WUNDERLICH, Mark
Coyote, with Mange
Oh, Unreadable One, why
have you done this to your dumb creature?
Why have you chosen to punish the coyote
rummaging for chicken bones in the dung heap,
shucked the fur from his tail
and fashioned it into a scabby cane?
Why have you denuded his face,
tufted it, so that when he turns he looks
like a slow child unhinging his face in a smile?
The coyote shambles, crow-hops, keeps his head low,
and without fur, his now visible pizzle
is a sad red protuberance,
his hind legs the backward image
of a bandy-legged grandfather, stripped.
Why have you unhoused this wretch
from his one aesthetic virtue,
taken from him that which kept him
from burning in the sun like a man?
Why have you pushed him from his world into mine,
stopped him there and turned his ear
toward my warning shout?
Freelove, Discarnate
Under a mantle of snow,
under moss, sand and gravel,
under roots and schist, five feet of thin soil,
under the sanded pine boards of an undersized coffin,
under lace, under linen, shift poked with eyelets,
under a curtain of hair tied up for the afterlife,
cap stitched by sore fingers of a sister
under powdery skin, bone softened by acid,
blood gone black as the water dried away,
lies the desiccated heart of Freelove Hancox
who perished some time two centuries ago.

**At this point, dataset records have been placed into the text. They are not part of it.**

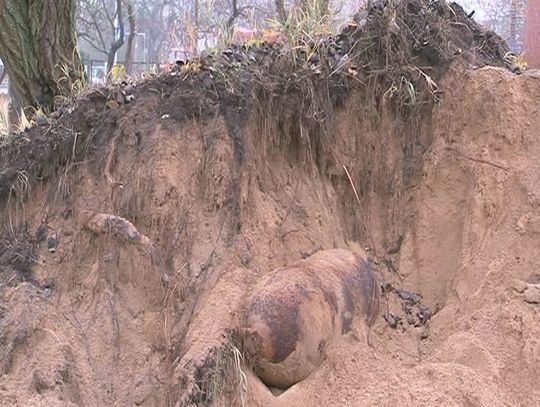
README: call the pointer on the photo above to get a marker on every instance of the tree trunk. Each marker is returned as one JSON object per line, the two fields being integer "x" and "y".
{"x": 2, "y": 75}
{"x": 118, "y": 42}
{"x": 131, "y": 37}
{"x": 532, "y": 34}
{"x": 38, "y": 47}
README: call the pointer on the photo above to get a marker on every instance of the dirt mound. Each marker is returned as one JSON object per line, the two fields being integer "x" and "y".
{"x": 167, "y": 210}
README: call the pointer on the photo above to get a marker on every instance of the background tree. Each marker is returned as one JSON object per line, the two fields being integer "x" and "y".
{"x": 101, "y": 24}
{"x": 38, "y": 47}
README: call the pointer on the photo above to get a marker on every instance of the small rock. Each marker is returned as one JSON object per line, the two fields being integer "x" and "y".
{"x": 519, "y": 286}
{"x": 532, "y": 294}
{"x": 52, "y": 242}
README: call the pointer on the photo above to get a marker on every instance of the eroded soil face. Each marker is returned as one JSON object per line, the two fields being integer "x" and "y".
{"x": 137, "y": 234}
{"x": 104, "y": 320}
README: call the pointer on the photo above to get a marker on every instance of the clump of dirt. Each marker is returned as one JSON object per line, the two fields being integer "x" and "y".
{"x": 172, "y": 198}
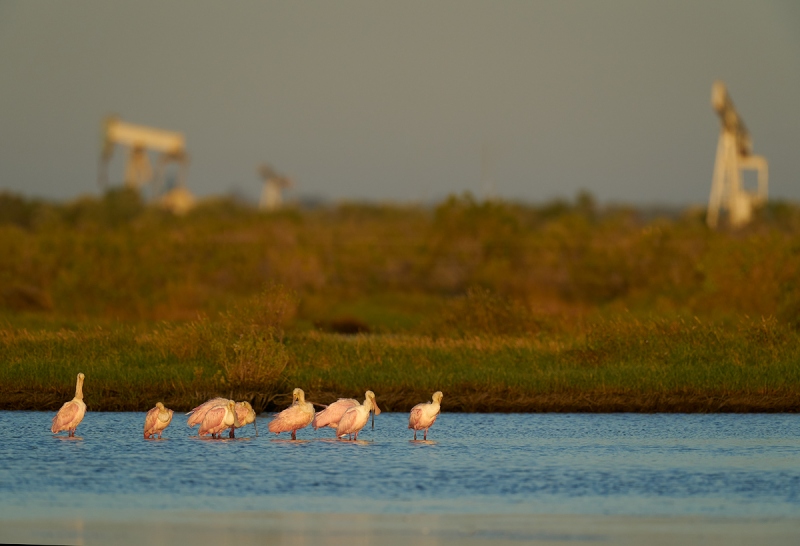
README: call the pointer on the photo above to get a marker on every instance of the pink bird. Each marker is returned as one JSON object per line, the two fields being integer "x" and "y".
{"x": 330, "y": 416}
{"x": 218, "y": 419}
{"x": 156, "y": 420}
{"x": 423, "y": 416}
{"x": 197, "y": 415}
{"x": 355, "y": 418}
{"x": 244, "y": 411}
{"x": 298, "y": 415}
{"x": 72, "y": 412}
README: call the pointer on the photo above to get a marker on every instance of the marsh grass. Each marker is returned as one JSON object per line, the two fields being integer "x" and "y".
{"x": 618, "y": 365}
{"x": 504, "y": 307}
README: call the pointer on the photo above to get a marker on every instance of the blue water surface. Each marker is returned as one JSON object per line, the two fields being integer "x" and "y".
{"x": 622, "y": 464}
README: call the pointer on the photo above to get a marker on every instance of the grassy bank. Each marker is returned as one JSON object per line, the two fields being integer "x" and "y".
{"x": 502, "y": 306}
{"x": 676, "y": 366}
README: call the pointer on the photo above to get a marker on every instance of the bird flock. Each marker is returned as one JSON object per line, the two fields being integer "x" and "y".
{"x": 347, "y": 416}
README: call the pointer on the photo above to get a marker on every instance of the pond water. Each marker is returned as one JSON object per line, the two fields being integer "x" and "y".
{"x": 589, "y": 464}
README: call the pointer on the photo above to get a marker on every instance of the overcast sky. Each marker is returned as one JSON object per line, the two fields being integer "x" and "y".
{"x": 399, "y": 101}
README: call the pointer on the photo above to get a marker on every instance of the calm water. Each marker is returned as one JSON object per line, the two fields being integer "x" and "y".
{"x": 622, "y": 464}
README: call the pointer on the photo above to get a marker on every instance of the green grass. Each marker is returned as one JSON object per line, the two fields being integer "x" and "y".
{"x": 617, "y": 365}
{"x": 502, "y": 306}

Her remaining purchase on the world of the living
is this headstone, dateless, spackled with lichen,
wheeled over by gulls, those persistent omnivores,
prayed over by windblown in off the bay.
What lies beneath this minimal marker?
What lingers in the folds of her funerary dress?

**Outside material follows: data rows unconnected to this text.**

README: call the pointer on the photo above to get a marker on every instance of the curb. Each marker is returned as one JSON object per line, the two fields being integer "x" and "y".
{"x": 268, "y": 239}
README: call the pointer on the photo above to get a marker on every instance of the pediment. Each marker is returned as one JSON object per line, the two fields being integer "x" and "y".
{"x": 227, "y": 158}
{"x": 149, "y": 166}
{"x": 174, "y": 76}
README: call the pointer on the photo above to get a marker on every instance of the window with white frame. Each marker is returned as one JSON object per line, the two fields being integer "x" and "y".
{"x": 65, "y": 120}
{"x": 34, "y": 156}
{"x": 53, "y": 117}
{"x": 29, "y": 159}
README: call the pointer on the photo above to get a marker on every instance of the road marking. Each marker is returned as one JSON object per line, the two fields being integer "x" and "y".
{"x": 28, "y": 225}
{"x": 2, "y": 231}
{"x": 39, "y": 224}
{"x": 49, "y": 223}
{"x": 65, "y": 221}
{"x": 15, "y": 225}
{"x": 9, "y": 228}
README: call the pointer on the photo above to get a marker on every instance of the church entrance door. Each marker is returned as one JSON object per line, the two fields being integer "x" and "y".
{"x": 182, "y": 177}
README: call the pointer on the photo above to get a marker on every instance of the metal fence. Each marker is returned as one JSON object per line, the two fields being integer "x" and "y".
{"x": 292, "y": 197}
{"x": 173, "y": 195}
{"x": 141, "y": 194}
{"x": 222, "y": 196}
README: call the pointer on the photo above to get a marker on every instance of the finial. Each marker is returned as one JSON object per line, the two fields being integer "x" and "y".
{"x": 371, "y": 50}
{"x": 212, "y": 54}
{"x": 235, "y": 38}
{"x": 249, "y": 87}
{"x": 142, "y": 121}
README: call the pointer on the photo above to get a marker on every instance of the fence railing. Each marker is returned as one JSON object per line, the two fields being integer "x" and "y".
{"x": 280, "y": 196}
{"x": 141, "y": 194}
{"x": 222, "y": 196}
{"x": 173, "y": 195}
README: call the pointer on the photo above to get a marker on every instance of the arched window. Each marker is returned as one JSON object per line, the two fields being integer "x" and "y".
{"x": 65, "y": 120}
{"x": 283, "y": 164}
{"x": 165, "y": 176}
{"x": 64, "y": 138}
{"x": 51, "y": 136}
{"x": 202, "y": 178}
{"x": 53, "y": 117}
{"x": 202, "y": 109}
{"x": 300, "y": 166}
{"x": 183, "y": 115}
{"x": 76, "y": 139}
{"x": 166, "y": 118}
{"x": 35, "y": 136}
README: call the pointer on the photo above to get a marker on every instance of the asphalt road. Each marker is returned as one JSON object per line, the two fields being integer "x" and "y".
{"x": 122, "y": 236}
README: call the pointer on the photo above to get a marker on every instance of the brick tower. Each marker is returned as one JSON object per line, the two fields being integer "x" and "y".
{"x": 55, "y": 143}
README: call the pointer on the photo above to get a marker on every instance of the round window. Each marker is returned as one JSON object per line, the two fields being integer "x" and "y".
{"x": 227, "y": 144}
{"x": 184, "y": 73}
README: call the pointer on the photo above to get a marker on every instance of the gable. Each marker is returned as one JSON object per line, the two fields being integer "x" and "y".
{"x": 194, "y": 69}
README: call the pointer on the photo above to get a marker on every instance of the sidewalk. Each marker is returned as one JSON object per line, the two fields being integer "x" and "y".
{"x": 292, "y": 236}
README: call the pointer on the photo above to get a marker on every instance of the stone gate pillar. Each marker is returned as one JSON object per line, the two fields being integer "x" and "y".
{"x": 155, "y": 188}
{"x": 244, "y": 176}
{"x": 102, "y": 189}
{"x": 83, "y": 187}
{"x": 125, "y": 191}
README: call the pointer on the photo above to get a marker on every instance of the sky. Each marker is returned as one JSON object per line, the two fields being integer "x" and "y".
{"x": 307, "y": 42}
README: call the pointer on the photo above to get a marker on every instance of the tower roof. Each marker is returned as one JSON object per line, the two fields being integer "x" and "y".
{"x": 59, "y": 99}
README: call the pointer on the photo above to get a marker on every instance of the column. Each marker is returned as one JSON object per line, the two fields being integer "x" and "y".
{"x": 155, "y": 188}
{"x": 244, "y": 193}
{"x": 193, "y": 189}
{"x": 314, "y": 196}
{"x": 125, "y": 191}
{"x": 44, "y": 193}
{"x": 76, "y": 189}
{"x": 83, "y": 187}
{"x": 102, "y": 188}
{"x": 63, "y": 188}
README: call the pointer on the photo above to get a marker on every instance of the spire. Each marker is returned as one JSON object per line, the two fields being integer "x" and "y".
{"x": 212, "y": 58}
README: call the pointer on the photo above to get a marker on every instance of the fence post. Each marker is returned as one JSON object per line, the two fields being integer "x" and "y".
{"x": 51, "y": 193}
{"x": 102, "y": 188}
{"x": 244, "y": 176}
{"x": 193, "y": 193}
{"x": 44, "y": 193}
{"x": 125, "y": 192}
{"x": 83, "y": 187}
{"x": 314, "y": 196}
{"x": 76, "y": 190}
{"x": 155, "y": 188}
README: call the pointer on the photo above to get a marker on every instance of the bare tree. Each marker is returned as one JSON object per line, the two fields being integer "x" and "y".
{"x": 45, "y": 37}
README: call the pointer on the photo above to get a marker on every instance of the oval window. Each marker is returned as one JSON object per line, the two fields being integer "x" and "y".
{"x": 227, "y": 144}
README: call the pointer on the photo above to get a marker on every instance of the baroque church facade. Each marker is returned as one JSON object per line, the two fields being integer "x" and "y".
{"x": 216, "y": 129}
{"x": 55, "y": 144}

No secret note folded in a reticule,
mourning ring lost under an auction house floor?
The truth of you is chiseled into stone—
not my fantasy of your costume, but a name
once spoken over your infant head
presiding now over six feet of ground, which I find one morning
pushing past the gate wrought by a blacksmith,
set with care into a wall of granite
here in a cemetery in Stonington, Connecticut.